1776-04-12, de Voltaire [François Marie Arouet] à Jean Le Rond d'Alembert.
Vous vous moquez toujours du poète ignorant
Qui de tant de héros a choisi Childebrand.

Mais ce Childebrand a été vingt ans Adonis; il a été Mars. Je lui ai eu dans deux occasions de ma vie les plus grandes obligations. Je dois donc me taire. Je souffre un peu de la disgrâce qu'il éprouve; car il me doit de l'argent; seconde raison pour me taire. Je lui avais conseillé de ménager des gens de lettres qui sont écoutés dans Paris; ce conseil lui a déplu; troisième raison pour me taire.
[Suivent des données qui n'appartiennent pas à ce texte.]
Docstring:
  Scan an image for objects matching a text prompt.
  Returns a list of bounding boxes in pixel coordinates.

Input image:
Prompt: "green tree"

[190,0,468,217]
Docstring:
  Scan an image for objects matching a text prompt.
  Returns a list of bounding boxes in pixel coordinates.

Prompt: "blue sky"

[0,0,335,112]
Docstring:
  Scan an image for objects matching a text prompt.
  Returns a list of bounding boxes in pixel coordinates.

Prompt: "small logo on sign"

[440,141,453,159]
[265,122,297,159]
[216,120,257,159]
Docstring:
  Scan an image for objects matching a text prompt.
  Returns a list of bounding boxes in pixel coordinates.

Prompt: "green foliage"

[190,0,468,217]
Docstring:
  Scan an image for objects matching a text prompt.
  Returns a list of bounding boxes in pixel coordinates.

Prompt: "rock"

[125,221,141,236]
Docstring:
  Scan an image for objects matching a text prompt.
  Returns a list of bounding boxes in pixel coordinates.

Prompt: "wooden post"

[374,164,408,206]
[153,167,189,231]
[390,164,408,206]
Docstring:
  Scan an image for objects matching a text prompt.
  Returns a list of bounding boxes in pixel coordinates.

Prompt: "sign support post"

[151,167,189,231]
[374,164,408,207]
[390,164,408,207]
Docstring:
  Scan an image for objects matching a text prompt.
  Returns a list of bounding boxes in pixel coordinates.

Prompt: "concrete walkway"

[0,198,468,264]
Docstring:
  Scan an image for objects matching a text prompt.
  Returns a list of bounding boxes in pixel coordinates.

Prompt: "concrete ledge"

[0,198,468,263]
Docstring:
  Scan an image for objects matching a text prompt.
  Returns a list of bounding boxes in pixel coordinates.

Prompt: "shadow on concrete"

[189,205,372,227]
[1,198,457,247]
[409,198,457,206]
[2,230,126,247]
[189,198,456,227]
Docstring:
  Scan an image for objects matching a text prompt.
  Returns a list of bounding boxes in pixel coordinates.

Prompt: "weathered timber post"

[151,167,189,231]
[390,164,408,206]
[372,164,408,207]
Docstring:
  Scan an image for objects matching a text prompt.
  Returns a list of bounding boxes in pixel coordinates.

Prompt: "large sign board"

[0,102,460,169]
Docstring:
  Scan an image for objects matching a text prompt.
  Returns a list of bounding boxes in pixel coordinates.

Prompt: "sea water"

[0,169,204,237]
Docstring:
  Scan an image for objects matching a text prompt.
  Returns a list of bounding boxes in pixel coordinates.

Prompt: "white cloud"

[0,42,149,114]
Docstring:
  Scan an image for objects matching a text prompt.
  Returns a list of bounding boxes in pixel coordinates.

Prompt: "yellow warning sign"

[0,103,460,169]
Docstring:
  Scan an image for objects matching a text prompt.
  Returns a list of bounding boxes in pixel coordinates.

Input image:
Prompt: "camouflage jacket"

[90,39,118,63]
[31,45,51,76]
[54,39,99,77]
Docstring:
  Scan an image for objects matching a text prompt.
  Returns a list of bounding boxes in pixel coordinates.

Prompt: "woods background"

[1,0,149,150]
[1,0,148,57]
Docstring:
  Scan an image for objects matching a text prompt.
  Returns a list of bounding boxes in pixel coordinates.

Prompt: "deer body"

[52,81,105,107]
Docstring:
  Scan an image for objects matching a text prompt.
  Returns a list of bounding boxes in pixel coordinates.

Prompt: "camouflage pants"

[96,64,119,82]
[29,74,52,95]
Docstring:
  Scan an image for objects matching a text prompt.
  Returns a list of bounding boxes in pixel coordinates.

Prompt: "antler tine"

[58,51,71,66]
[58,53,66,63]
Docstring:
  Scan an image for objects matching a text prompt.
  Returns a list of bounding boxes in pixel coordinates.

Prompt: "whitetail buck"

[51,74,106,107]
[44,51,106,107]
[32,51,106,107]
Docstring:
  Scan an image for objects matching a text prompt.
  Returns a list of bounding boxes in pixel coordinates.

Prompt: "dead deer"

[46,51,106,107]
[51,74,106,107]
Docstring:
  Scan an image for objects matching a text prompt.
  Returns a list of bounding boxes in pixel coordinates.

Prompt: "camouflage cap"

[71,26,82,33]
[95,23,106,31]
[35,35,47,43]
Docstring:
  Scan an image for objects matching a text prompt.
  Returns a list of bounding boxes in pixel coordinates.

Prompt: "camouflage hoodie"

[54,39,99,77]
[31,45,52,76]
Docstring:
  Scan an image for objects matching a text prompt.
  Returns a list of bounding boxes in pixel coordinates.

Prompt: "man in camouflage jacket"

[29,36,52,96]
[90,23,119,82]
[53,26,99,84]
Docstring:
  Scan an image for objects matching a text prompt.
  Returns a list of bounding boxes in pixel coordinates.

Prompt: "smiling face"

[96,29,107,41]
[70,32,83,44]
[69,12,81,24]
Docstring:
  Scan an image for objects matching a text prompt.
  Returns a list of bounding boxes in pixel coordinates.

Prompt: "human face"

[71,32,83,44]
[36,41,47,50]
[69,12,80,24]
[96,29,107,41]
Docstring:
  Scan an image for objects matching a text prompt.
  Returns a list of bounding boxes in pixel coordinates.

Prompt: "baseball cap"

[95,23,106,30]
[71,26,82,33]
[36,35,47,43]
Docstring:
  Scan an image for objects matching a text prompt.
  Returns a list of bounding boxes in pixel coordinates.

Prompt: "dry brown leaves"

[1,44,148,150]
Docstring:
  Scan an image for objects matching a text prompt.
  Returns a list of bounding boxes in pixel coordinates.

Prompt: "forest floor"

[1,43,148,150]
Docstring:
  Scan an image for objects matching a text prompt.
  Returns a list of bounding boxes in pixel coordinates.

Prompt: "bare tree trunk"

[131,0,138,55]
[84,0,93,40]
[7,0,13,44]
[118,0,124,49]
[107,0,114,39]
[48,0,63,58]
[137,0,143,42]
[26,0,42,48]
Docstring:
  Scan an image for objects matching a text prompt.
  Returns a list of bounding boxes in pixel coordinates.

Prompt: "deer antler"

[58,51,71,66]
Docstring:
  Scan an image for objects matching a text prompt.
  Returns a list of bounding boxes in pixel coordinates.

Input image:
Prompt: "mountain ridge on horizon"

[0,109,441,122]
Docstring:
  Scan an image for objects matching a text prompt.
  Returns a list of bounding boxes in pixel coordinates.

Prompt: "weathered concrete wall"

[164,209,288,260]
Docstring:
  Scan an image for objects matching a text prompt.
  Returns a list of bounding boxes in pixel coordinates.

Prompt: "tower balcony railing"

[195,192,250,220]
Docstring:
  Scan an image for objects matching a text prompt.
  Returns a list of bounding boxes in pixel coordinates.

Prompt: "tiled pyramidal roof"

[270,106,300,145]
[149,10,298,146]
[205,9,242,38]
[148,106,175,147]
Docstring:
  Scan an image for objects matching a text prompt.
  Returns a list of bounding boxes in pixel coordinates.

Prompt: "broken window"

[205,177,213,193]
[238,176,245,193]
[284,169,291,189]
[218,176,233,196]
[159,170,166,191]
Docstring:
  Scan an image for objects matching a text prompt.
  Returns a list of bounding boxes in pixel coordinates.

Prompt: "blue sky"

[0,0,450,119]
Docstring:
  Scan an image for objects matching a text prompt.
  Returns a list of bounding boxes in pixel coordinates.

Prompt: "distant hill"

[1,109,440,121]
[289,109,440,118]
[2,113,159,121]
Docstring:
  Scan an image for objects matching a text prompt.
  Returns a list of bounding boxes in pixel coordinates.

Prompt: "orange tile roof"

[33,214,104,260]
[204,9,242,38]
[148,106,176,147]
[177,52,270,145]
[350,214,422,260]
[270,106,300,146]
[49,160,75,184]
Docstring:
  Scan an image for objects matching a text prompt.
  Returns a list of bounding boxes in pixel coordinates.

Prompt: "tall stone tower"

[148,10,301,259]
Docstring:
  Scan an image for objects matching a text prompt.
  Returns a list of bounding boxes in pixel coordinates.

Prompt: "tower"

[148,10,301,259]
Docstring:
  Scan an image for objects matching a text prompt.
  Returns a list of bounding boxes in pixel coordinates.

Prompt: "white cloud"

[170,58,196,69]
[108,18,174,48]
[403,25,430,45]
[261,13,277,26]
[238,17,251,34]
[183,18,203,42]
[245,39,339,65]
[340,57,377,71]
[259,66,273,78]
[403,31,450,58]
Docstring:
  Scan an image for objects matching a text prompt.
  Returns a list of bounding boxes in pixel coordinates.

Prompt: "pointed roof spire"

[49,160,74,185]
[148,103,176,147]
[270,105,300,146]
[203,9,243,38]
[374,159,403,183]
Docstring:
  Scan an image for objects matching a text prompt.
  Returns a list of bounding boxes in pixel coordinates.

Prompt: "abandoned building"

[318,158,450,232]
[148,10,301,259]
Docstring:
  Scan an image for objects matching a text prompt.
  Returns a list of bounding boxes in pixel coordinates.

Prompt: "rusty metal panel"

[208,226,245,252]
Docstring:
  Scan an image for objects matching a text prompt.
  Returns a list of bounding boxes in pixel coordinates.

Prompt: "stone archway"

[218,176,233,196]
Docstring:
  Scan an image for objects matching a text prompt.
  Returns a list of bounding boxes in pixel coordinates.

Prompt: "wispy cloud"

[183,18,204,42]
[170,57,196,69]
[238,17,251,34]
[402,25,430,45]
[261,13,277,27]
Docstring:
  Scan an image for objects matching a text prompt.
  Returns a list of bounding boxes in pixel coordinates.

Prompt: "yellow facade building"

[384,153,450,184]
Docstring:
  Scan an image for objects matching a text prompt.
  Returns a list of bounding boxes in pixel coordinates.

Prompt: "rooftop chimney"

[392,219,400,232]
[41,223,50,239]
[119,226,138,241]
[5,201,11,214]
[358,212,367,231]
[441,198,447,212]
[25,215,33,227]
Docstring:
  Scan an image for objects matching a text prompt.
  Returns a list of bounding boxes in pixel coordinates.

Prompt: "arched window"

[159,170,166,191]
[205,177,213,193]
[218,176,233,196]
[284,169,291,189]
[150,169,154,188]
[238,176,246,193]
Vous savez, mon très cher philosophe, que Chabanon a la plus grande envie d'être des nôtres. Mais comme les octogénaires de notre tripot ne sont pas encore morts, ni moi non plus, j'attends pour vous en parler que ma place soit vacante.

Je devrais me taire encore sur un homme qui m'a fait du mal, et qui vous a fait un très petit bien, mais il faut que je vous en parle. J'apprends qu'il y a quelques copies dans Paris d'une lettre que je lui ai écrite. Ces copies sont toutes défigurées, et c'est ce qui arrive fort souvent. Je me crois obligé en conscience de vous envoyer une copie très fidéle, où il n'y a pas un mot de changé, afin que dans l'occasion mon cher Bertrand puisse rendre à Raton la justice qui lui est due.

Je vous prie quand vous serez de loisir, de me mander si vous croyez que les bracmanes aient autrefois reçu une astronomie complète d'un peuple qui n'existe plus. Mr Bailly votre confrère me paraît fort attaché à cette opinion. Il a beaucoup d'esprit et de sagacité; son livre est un roman céleste. Pour l'anneau de Saturne, cela passe mes forces.

Ce qui ne passe pas ma portée, c'est de sentir une partie de votre mérite, de le révérer de loin, ce qui me fâche beaucoup, et de vous aimer de tout mon cœur, ce qui fait ma consolation.

Vous ne m'avez point mandé si ce sculpteur, nomme Poncet ou Poncetti, avait obtenu de vous la permission de faire votre buste. Son ambition était de sculpter mr Turgot et vous.